Gazeteci ve yazar L. Doğan Tılıç ile Türkiye’de gazeteciliğin bugünkü durumunu ve basının dijital dönüşüm süreçlerini konuştuk. Tılıç, gazeteciliğin doğruyu söyleme mesleği olduğunu ve gazetecinin iyi bir hikaye anlatıcısı olması gerektiğini söylüyor.
  • Sedat Peker’in iddiaları ile ortaya çıkan ve gazetecilerin içinde olduğu İlişkileri nasıl değerlendiriyorsunuz?

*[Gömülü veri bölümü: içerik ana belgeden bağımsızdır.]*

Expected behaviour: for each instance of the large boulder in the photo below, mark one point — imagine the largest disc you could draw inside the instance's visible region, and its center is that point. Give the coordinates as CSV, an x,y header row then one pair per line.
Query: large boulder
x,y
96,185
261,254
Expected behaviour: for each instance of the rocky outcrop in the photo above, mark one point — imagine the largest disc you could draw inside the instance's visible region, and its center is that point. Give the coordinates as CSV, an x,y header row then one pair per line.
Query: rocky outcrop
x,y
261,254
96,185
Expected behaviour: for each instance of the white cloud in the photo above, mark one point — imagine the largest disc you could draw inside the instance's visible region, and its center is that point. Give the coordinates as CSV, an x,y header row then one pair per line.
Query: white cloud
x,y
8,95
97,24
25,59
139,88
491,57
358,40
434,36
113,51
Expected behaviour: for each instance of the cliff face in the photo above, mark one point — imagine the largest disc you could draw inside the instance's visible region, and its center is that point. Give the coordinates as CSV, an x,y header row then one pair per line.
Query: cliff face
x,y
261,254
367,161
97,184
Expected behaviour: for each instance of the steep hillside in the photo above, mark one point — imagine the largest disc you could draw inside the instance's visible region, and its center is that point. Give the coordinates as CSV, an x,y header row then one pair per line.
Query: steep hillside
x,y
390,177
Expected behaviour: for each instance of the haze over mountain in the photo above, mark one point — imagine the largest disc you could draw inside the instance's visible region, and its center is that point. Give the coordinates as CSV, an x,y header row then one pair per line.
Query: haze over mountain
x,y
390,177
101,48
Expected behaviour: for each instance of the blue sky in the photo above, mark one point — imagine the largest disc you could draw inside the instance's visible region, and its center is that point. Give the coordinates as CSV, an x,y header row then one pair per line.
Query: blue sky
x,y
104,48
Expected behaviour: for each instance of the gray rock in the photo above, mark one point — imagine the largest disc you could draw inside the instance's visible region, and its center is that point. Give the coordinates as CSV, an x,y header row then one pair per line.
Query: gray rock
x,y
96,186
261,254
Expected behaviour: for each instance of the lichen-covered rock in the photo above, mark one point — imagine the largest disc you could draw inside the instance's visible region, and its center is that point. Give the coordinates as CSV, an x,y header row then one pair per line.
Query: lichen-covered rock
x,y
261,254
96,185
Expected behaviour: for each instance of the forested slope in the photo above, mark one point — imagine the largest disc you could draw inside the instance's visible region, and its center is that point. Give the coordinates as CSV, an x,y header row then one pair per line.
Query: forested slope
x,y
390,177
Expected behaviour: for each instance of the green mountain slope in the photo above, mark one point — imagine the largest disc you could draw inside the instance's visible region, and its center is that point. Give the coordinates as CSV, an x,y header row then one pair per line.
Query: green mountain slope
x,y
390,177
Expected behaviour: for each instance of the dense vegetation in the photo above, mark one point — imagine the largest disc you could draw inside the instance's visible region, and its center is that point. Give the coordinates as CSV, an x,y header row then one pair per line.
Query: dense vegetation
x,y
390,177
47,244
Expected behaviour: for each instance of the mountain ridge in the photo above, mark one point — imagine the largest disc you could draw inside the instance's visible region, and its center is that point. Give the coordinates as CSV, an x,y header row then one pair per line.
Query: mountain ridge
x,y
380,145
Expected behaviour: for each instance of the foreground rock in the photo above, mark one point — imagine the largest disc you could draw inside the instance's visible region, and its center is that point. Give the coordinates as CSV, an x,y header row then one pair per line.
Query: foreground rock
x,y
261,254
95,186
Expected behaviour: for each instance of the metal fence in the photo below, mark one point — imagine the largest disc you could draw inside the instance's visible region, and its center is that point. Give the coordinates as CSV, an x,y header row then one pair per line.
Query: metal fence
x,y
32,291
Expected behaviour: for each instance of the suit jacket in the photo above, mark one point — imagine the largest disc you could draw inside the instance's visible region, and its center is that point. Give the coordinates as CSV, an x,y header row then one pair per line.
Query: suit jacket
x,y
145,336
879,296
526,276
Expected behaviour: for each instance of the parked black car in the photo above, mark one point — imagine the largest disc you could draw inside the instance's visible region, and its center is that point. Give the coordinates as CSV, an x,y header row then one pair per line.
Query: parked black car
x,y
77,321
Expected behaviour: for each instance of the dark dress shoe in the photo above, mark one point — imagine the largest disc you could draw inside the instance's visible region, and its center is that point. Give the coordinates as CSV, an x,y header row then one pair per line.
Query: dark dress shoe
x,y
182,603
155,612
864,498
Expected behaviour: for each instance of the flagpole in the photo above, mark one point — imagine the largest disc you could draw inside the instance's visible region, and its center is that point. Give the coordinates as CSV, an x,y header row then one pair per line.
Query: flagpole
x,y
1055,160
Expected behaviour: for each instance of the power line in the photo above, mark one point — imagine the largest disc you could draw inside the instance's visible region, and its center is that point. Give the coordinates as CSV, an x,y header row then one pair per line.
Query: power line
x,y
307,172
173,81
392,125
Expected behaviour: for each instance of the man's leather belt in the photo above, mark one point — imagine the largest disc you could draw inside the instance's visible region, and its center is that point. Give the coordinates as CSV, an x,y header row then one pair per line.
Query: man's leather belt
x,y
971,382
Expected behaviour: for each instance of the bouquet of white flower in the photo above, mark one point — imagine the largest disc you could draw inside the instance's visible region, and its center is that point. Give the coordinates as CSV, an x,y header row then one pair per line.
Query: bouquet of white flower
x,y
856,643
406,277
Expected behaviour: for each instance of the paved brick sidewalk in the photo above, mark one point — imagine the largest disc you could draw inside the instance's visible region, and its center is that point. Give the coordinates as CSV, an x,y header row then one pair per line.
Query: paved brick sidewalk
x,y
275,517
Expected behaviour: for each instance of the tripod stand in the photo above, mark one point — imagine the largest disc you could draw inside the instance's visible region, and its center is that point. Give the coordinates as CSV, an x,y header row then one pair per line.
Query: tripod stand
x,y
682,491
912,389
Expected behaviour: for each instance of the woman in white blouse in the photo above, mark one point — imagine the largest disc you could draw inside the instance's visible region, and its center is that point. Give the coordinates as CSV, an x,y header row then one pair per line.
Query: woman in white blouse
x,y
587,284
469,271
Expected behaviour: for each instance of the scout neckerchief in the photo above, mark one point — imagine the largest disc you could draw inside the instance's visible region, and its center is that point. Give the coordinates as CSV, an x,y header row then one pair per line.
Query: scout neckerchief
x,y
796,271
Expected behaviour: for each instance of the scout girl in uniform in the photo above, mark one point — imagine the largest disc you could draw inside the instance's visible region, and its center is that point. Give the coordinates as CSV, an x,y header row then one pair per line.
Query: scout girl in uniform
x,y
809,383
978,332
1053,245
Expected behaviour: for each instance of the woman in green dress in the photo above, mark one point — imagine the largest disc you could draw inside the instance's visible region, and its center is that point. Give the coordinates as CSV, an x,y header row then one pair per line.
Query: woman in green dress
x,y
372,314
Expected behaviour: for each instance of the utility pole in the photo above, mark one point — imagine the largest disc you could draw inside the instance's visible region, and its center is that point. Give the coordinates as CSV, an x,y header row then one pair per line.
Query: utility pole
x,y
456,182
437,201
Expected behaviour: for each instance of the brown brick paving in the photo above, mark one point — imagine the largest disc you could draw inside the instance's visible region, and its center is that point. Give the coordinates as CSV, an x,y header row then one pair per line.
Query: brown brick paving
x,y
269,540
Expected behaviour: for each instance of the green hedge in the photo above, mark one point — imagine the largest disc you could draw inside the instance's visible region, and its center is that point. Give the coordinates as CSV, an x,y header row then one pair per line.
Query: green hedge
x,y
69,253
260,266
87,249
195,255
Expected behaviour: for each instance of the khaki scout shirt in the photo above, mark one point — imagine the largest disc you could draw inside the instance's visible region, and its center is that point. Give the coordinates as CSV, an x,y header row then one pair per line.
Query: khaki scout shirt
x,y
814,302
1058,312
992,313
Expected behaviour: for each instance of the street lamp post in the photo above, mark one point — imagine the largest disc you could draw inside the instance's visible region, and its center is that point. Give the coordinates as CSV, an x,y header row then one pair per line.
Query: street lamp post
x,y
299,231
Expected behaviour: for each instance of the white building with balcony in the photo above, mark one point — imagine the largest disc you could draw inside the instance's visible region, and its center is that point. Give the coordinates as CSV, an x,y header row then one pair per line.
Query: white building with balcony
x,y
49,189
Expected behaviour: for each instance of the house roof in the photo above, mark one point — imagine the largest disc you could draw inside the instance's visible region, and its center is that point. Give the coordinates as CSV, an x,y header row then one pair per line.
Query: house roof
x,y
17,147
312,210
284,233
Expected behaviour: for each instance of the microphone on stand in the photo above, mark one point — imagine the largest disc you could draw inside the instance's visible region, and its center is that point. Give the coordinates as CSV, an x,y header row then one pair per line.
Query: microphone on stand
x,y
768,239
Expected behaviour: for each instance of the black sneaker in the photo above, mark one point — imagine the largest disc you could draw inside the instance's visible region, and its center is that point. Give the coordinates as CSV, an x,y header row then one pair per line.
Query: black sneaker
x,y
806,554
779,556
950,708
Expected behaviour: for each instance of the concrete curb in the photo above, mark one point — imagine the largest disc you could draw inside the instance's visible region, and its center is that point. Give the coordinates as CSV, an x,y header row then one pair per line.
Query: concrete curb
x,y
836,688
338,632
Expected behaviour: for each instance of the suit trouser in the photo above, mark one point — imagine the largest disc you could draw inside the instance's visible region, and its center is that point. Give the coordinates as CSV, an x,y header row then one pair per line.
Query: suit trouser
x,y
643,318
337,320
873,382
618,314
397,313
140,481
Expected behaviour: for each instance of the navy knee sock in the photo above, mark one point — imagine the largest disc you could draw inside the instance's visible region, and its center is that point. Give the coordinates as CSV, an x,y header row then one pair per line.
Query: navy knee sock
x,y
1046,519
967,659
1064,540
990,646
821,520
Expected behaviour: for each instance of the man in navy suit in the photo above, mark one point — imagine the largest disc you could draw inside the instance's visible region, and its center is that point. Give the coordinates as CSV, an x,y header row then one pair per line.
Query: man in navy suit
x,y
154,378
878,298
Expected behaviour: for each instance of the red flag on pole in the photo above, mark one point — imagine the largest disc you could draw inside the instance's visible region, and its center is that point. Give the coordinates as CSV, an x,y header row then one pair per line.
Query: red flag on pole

Sedat Peker’in iddiaları ya da videoları ile ortaya çıkanlar çok da bilinmeyen şeyler değildi. İktidarın nasıl kirlendiğine, siyasetin nasıl mafyöz bir hal aldığına dair duyumlar, kuramsal olarak bilinenler ve kestirimler hep vardı. Yıllar önce Susurluk’la bunlar su yüzüne de çıkmıştı. Sedat Peker’le olan bütün bu kirli ilişkilerin bizzat o ilişkiler içinde olan biri tarafından anlatılması. Bu haliyle etkileyici oluyor. Ne yazık ki, iddiaları ciddiye alması ve soruşturması gerekenler sağır sultanı oynuyor. Hep olduğu gibi konuşulur, konuşulur unutulur havasındalar. "GAZETECİLİK ADI ALTINDA BU KİRLİ İLİŞKİLER İÇİNE GİRMİŞ İNSANLAR VAR" Gazetecilik açısından iki sorun var. Birincisi bu iddiaları ciddiye alıp araştırması gereken gazetecilikte, bazı istisnalar hariç, böyle bir çaba yok. İkincisi, gazetecilik adı altında bu kirli ilişkiler içine girmiş insanlar var. Onları ve yaptıklarını asla gazetecilik saymamak gerekir diye düşünüyorum ama maalesef sayıları hiç de az değil.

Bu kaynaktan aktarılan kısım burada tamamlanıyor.